Além de arranhar profundamente e de forma irremediável a figuração institucional do Ministério Público brasileiro, o que foi decidido pelo Judiciário carioca poderá produzir efeitos nefastos em uma atividade esportiva que é do interesse de toda a sociedade brasileira. É o que reconhece a Lei Geral do Esporte (lei 14.597 de 2023).

O presidente afastado da CBF, Ednaldo Rodrigues - Fernando Diniz - 5.jul.2023/Folhapress

Ignorando a autonomia organizativa da CBF, igualmente reconhecida em todo o mundo para entidades equivalentes, essa decisão jurisdicional declarou —e, espantosamente trilhou caminho oposto ao de toda a doutrina e jurisprudência brasileira— que o MP não teria legitimidade para celebrar um Termo de Ajuste de Conduta para salvaguardar interesses difusos de consumidores na área esportiva. Reconhecendo que o Estado não poderia intervir no âmbito interno de uma entidade privada, paradoxalmente, determinou, sem pedido de quem quer que seja e ao arrepio do estatuto, o afastamento do presidente da entidade que dirige o futebol brasileiro, designando como interventor o presidente do Superior Tribunal de Justiça Esportiva que, por lei, está impedido de exercer essa função.

Diante disso, ninguém pode ter quaisquer dúvidas de que a Constituição e a legislação brasileiras foram, no caso, indiscutivelmente, desrespeitadas. Mas, além disso, tanto a Fifa como a Conmebol, diante dessa clamorosa ofensa ao direito de auto-organização da CBF, afirmaram que poderão tomar sanções graves contra o futebol brasileiro, caso esse estado de coisas não seja revertido.

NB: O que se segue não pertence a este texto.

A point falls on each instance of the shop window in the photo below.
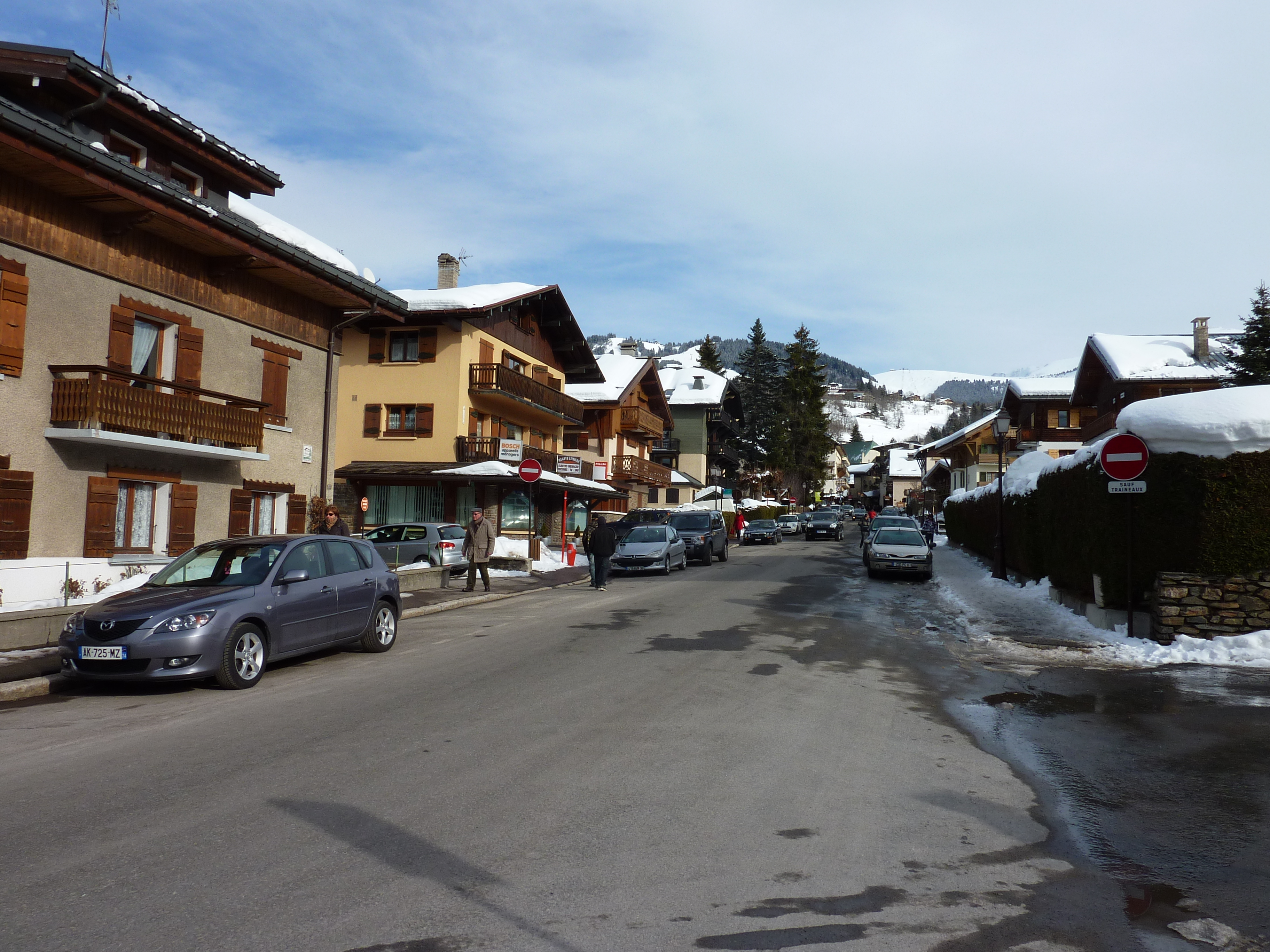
(134, 517)
(516, 512)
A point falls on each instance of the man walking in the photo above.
(478, 549)
(604, 544)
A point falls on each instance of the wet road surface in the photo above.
(770, 753)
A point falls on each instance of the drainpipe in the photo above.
(326, 418)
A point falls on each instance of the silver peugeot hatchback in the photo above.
(225, 610)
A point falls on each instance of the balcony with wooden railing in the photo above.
(476, 450)
(498, 382)
(634, 469)
(639, 422)
(116, 400)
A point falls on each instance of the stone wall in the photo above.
(1205, 606)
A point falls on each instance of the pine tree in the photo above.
(1253, 366)
(760, 386)
(708, 356)
(806, 429)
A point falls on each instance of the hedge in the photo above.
(1199, 515)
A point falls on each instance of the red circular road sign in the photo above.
(1124, 458)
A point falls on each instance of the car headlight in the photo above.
(185, 622)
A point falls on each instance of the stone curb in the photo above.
(32, 687)
(482, 600)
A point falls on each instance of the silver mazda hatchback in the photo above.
(225, 610)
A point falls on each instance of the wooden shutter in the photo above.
(298, 515)
(241, 512)
(274, 388)
(190, 357)
(378, 346)
(427, 346)
(13, 322)
(16, 492)
(423, 421)
(181, 529)
(119, 356)
(103, 499)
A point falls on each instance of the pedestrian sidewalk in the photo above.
(427, 601)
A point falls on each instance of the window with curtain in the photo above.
(134, 517)
(516, 512)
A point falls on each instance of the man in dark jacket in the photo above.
(600, 550)
(332, 525)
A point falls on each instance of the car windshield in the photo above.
(221, 564)
(653, 516)
(647, 533)
(900, 537)
(691, 522)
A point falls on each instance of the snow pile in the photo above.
(285, 231)
(550, 562)
(472, 298)
(1212, 423)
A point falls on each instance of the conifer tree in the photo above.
(760, 386)
(708, 356)
(806, 426)
(1253, 366)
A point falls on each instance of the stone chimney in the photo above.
(1201, 347)
(447, 272)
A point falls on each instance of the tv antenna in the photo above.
(106, 22)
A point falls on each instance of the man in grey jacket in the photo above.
(478, 549)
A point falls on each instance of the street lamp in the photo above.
(1001, 427)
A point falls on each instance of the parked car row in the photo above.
(225, 610)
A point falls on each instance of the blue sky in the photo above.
(930, 186)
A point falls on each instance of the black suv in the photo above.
(704, 533)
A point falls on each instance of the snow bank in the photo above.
(289, 233)
(1212, 423)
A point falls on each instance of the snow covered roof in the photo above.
(289, 233)
(474, 298)
(953, 438)
(619, 372)
(1166, 357)
(900, 464)
(1209, 423)
(679, 388)
(1027, 388)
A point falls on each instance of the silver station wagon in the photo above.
(225, 610)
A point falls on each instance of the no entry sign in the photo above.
(1124, 458)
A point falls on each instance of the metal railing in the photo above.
(639, 470)
(107, 400)
(494, 378)
(637, 419)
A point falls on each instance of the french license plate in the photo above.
(103, 653)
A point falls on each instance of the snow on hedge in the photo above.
(1212, 423)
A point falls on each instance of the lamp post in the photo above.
(1001, 427)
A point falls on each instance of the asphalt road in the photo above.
(754, 756)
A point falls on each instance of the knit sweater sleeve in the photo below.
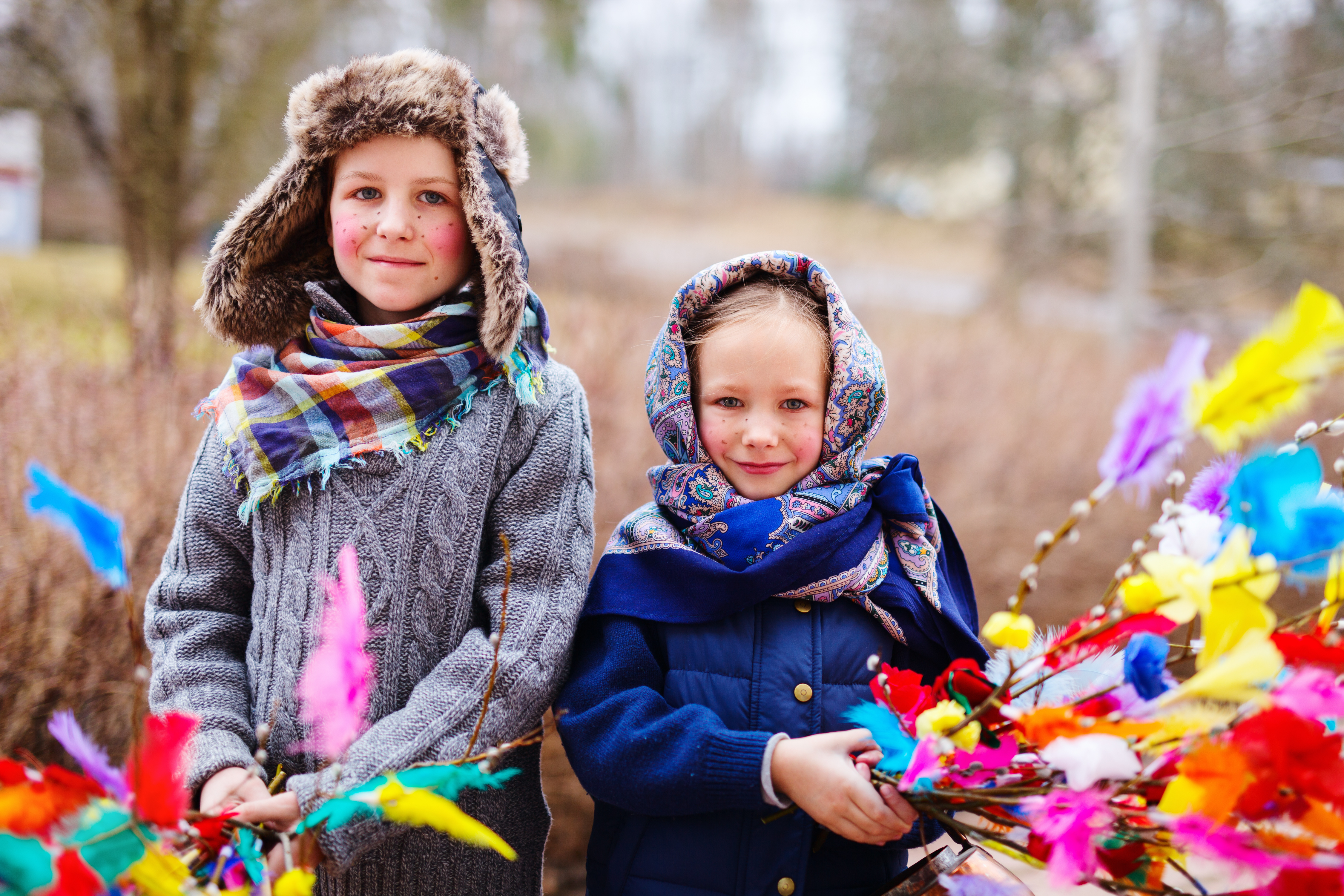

A situação é gravíssima. Apercebendo-se disso, diferentes partidos políticos que têm assento no Congresso Nacional começaram a se movimentar para propor ações judiciais destinadas a suspender os efeitos e as consequências maléficas que certamente advirão dessa decisão do TJ-RJ. Tudo indica, ainda, que, além do MP-RJ, outras entidades que representam os membros do Ministério Público de todo o país erguerão as suas vozes e tomarão as medidas judiciais e processuais cabíveis para a defesa das suas competências constitucionalmente estabelecidas.

Nenhuma disputa política entre dirigentes pode fazer com que o futebol e o Estado de Direito em nosso país sejam atingidos. Por isso, confiando, como sempre confiamos na Justiça brasileira, acreditamos que essa decisão do TJ-RJ, de uma teratologia sem par, acabará sendo revertida. A Constituição, a nossa legislação e o bom direito estão indicando claramente que esse é o único caminho que pode ser seguido.